Amen John. Nothing against her and really great place for the kids to make gifts for grandparents and rainy day activities btw. Absolute basic fact checking or common sense is almost absent from journalism today and the fact that the NH Independent has an editor is even worse. Gas prices are abhorrent but nowhere in CT, much less New Haven, has gas hit “almost $6”. Outside of midtown Manhattan, we haven’t seen regular grade anywhere over $5 yet. Just the 10 seconds basic math of what a half tank of a Subaru holds would mean she went from about $2.22 to $5.55 in less than a month.

Piberman March 20, 2022 at 9:49 pm

Lets convene economics class. Some prices do not increase all prices. And a general price increase doesn’t increase every individual price. We all know our Presidents are not professional economists. So when the President claims that Russian President Putin is responsible for higher gas prices we know to keep on looking. Serious folks know that the big surge in M2 money supply orchestrated by the Fed- up almost 50% in 2 years – explains surging inflation.

And serious folks know gas/fuel oil prices were sharply increasing well before the dreadful Russian invasion of the Ukraine. It’s a good bet as prices rise Americans are filling their gas tanks and home heating oil tanks. Fearing higher prices. Investors in oil have done nicely. See the energy future prices.

Serious folks know the US is virtually energy independent and the worlds’ largest source of crude oil and oil products. And that Pres Biden has acted to reduce dependence on fossil fuels. As we learned in high school when supply of a commodity declines the price rises when demand remains unchanged. Some DC folks belonging to the D Party are not unhappy to see rising energy prices. Clearly if fossil fuel prices are high enough those advocating “green energy” will not be unhappy.

In simple terms those running the fossil fuel energy firms are making hay while the sun shines. It’s how our competitive market economy works. And has worked for several centuries. Those upset about rising prices ought review our early history when prices soared to incredible levels as we began printing paper money. Some one has to pay for the trillion dollar Federal Gov’t programs.

The problem with sharply rising overall prices aka inflation is that the lower incomes families are the ones hurt the most.
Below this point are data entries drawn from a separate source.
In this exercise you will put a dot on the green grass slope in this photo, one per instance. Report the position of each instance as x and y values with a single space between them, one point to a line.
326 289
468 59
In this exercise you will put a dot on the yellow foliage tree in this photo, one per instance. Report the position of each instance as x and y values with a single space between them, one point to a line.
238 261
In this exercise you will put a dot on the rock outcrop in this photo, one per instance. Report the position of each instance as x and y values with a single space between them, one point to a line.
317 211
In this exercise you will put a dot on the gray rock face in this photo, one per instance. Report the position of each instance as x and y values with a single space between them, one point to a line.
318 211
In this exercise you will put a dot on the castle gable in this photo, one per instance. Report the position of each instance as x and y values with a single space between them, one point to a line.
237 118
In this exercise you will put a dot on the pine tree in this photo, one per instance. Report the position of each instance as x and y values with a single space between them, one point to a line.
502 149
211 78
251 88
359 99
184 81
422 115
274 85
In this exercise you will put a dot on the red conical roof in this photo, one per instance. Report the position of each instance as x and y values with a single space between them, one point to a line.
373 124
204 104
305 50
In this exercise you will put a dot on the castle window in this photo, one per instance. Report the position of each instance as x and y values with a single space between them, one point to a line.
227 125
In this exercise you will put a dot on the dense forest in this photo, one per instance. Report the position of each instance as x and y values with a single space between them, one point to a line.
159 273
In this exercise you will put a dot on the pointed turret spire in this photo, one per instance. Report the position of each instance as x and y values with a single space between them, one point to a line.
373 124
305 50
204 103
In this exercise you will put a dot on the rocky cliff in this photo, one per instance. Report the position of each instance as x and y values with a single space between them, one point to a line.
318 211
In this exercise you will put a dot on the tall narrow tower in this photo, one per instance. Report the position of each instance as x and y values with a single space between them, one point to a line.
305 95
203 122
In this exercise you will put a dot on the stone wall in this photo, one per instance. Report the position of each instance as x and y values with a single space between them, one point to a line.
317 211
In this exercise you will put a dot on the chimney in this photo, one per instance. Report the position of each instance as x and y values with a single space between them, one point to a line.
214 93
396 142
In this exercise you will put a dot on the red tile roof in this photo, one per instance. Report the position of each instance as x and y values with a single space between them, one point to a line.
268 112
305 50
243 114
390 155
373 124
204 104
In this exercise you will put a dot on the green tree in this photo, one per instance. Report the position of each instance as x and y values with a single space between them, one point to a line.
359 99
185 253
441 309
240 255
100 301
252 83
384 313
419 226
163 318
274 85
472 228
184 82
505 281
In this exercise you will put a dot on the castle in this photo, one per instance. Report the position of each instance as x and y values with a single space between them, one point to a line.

And that the Feds usual response to rising inflation is to raise interest rates. That often results in a recession. So we can look forward to ever higher prices, especially for fuel, higher interest rates and an eventual corrective recession. Likely before the 2024 election.

And remember to prepare for higher taxes. CT’s economy, stagnant for an entire decade, will take it on the chin from a forthcoming national recession induced by the Fed’s higher interest rates. As apples fall from trees and the sun rises in the east and sets in the west rising taxes are our future – local, State and even nationally. When the next property revaluation is done the howls of dismay will fill our skies. Not a good time to spend big monies for unneeded new schools amidst a failing public school system.

M Murray March 21, 2022 at 6:22 am

“It was costing her $200 a month on gas alone”??? Isn’t a monthly train pass from New Haven to Darien $281 per month? That’s a loss right there prior to the gas hikes that are sure to go back down. And now she has to add a monthly bus pass and adds 2 hours to her commute each way. 4 hours per day? 20 hours per week? ON TOP OF WHAT HER NORMAL COMMUTE WAS!! As they say, Time is money.

Shari Brennan March 21, 2022 at 6:49 am

And this is newsworthy. How about the people that cannot affor gas for car nor train fare?